Creating a Counter That Stays Synchronized Across Mpi Processes

Creating a counter that stays synchronized across MPI processes

Implementing a shared counter isn't trivial, but once you do it and have it in a library somewhere you can do a lot with it.

In the Using MPI-2 book, which you should have to hand if you're going to implement this stuff, one of the examples (the code is available online) is a shared counter. The "non-scalable" one should work well out to several dozens of processes -- the counter is an array of 0..size-1 of integers, one per rank, and then the `get next work item #' operation consists of locking the window, reading everyone elses' contribution to the counter (in this case, how many items they've taken), updating your own (++), closing the window, and calculating the total. This is all done with passive one-sided operations. (The better-scaling one just uses a tree rather than a 1-d array).

So the use would be you have say rank 0 host the counter, and everyone keeps doing work units and updating the counter to get the next one until there's no more work; then you wait at a barrier or something and finalize.

Once you have something like this - using a shared value to get the next work unit available - working, then you can generalize to more sophisticated approach. So as suzterpatt suggested, everyone taking "their share" of work units at the start works great, but what to do if some finish faster than others? The usual answer now is work-stealing; everyone keeps their list of work units in a dequeue, and then when one runs out of work, it steals work units from the other end of someone elses dequeue, until there's no more work left. This is really the completely-distributed version of master-worker, where there's no more single master partitioning work. Once you have a single shared counter working, you can make mutexes from those, and from that you can implement the dequeue. But if the simple shared-counter works well enough, you may not need to go there.

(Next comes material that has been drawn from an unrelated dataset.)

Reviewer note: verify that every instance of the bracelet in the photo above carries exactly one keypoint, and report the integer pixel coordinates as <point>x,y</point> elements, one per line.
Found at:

Update: Ok, so here's a hacky-attempt at doing the shared counter - my version of the simple one in the MPI-2 book: seems to work, but I wouldn't say anything much stronger than that (haven't played with this stuff for a long time). There's a simple counter implementation (corresponding to the non-scaling version in the MPI-2 book) with two simple tests, one corresponding roughly to your work case; each item updates the counter to get a work item, then does the "work" (sleeps for random amount of time). At the end of each test, the counter data structure is printed out, which is the # of increments each rank has done.

#include <mpi.h>
#include <stdlib.h>
#include <stdio.h>
#include <unistd.h>

struct mpi_counter_t {
    MPI_Win win;
    int  hostrank ;
    int  myval;
    int *data;
    int rank, size;
};

struct mpi_counter_t *create_counter(int hostrank) {
    struct mpi_counter_t *count;

    count = (struct mpi_counter_t *)malloc(sizeof(struct mpi_counter_t));
    count->hostrank = hostrank;
    MPI_Comm_rank(MPI_COMM_WORLD, &(count->rank));
    MPI_Comm_size(MPI_COMM_WORLD, &(count->size));

    if (count->rank == hostrank) {
        MPI_Alloc_mem(count->size * sizeof(int), MPI_INFO_NULL, &(count->data));
        for (int i=0; i<count->size; i++) count->data[i] = 0;
        MPI_Win_create(count->data, count->size * sizeof(int), sizeof(int),
                       MPI_INFO_NULL, MPI_COMM_WORLD, &(count->win));
    } else {
        count->data = NULL;
        MPI_Win_create(count->data, 0, 1,
                       MPI_INFO_NULL, MPI_COMM_WORLD, &(count->win));
    }
    count -> myval = 0;

    return count;
}

int increment_counter(struct mpi_counter_t *count, int increment) {
    int *vals = (int *)malloc( count->size * sizeof(int) );
    int val;

    MPI_Win_lock(MPI_LOCK_EXCLUSIVE, count->hostrank, 0, count->win);

    for (int i=0; i<count->size; i++) {

        if (i == count->rank) {
            MPI_Accumulate(&increment, 1, MPI_INT, 0, i, 1, MPI_INT, MPI_SUM,
                           count->win);
        } else {
            MPI_Get(&vals[i], 1, MPI_INT, 0, i, 1, MPI_INT, count->win);
        }
    }

    MPI_Win_unlock(0, count->win);
    count->myval += increment;

    vals[count->rank] = count->myval;
    val = 0;
    for (int i=0; i<count->size; i++)
        val += vals[i];

    free(vals);
    return val;
}

void delete_counter(struct mpi_counter_t **count) {
    if ((*count)->rank == (*count)->hostrank) {
        MPI_Free_mem((*count)->data);
    }
    MPI_Win_free(&((*count)->win));
    free((*count));
    *count = NULL;

    return;
}

void print_counter(struct mpi_counter_t *count) {
    if (count->rank == count->hostrank) {
        for (int i=0; i<count->size; i++) {
            printf("%2d ", count->data[i]);
        }
        puts("");
    }
}

int test1() {
    struct mpi_counter_t *c;
    int rank;
    int result;

    c = create_counter(0);

    MPI_Comm_rank(MPI_COMM_WORLD, &rank);
    result = increment_counter(c, 1);
    printf("%d got counter %d\n", rank, result);

    MPI_Barrier(MPI_COMM_WORLD);
    print_counter(c);
    delete_counter(&c);
}

int test2() {
    const int WORKITEMS=50;

    struct mpi_counter_t *c;
    int rank;
    int result = 0;

    c = create_counter(0);

    MPI_Comm_rank(MPI_COMM_WORLD, &rank);
    srandom(rank);

    while (result < WORKITEMS) {
        result = increment_counter(c, 1);
        if (result <= WORKITEMS) {
             printf("%d working on item %d...\n", rank, result);
             sleep(random() % 10);
         } else {
             printf("%d done\n", rank);
         }
    }

    MPI_Barrier(MPI_COMM_WORLD);
    print_counter(c);
    delete_counter(&c);
}

int main(int argc, char **argv) {

    MPI_Init(&argc, &argv);

    test1();
    test2();

    MPI_Finalize();
}

MPI - Shared queue across processes

There are two solutions I would recommend.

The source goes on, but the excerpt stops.